In 1997, American scientist J. Taubenberger published in the Science weekly the results of research he and his colleagues made using genetic technology, suggesting that the 1918 influenza virus and swine influenza virus Very similar, a virus closely related to the influenza A (H1N1) virus. To this day, the virus can still be found in pigs in some countries.
In February 1998, the molecular pathology department of the American Defense Pathology Center (AFIP) found the body of an Eskimo woman that had been frozen for nearly 80 years near the Brevig Mission in Alaska. Brevig Mission lost 85% of the population in November 1918 due to the flu. One of the four samples contained some genetic material from the 1918 virus. This sample gave scientists first-hand knowledge to study the virus.
According to British media reports in October 2001, British scientists are trying to find the samples or fragments of the virus that caused the flu based on the remains of 10 Londoners who died of the 1918 flu, analyze its genomic characteristics, and study why it is so strong Lethal and contagious.
In October 2002, the U.S. Centers for Defense Pathology collaborated with a microbiologist at Mount Sinai Medical School in New York to begin an attempt to rebuild the virus. In one experiment, they successfully created a virus with two 1918 virus genes. Compared to other influenza viruses, this virus is more lethal to mice.
On February 6, 2004, Science reported two teams, the National Institute for Medical Research and the Scripps Research Institute in the United States, which reconstructed the red blood cell agglutination of the 1918 flu. Hemagglutinin (HA glycoprotein) and learn how the protein molecule changes shape to allow it to move from birds to humans.

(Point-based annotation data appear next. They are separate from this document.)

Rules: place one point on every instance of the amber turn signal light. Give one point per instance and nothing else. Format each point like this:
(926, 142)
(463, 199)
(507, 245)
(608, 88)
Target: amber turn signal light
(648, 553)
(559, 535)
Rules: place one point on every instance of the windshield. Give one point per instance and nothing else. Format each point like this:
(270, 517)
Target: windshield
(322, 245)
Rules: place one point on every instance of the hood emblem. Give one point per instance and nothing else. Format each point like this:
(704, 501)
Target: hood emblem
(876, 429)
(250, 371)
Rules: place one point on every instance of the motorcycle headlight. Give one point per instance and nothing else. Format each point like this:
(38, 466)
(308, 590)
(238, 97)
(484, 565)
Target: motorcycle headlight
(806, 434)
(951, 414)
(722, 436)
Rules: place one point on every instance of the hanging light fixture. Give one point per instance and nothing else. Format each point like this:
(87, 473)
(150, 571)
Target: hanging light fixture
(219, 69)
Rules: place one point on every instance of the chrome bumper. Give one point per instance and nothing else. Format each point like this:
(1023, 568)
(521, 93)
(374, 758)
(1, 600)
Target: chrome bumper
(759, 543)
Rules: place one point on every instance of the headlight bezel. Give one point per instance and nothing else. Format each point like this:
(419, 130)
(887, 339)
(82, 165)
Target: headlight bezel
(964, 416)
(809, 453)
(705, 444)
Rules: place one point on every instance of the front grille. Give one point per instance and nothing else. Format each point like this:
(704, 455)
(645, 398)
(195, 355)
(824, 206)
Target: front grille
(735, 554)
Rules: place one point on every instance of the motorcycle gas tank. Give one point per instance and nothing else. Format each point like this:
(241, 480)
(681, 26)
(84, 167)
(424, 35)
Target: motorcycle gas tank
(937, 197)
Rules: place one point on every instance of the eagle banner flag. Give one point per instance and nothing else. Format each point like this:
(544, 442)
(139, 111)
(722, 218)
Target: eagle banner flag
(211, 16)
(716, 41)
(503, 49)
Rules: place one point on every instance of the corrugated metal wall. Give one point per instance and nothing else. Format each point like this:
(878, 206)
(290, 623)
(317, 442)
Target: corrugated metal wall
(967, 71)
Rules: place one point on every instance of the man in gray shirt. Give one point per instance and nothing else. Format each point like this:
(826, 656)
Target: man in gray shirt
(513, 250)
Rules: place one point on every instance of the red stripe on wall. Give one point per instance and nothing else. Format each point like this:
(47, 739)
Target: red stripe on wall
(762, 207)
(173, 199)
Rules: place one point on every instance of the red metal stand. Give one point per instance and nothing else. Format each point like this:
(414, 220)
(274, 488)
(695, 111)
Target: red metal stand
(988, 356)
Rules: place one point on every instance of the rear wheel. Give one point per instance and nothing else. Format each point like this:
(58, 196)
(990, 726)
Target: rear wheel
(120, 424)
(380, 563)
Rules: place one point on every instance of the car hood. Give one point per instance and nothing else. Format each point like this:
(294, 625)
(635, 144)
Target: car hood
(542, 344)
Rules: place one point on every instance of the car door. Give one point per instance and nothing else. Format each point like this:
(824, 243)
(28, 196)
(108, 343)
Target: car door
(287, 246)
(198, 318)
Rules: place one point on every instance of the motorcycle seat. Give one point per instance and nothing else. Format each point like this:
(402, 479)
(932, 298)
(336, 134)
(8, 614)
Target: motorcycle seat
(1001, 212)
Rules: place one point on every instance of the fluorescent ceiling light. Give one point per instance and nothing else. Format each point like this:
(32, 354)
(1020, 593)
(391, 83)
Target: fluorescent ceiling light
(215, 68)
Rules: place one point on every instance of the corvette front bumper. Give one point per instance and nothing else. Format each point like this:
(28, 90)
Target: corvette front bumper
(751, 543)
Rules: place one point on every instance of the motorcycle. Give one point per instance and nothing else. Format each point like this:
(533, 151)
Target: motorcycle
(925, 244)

On October 5, 2005, researchers announced that the gene sequence of the 1918 virus had been recombined. The H5N1 virus that occurred in Asia in 2005 is similar to the 1918 virus in some places, but it is currently difficult to turn it into a human. [1]
On July 5, 2014, foreign media reported that Professor Yiyu Kawaoka of the University of Wisconsin-Madison has recently developed a deadly virus, 2009 swine flu virus. If this virus spreads from the laboratory, it may cause hundreds of millions of people Lost, no effective preventive vaccine has been developed.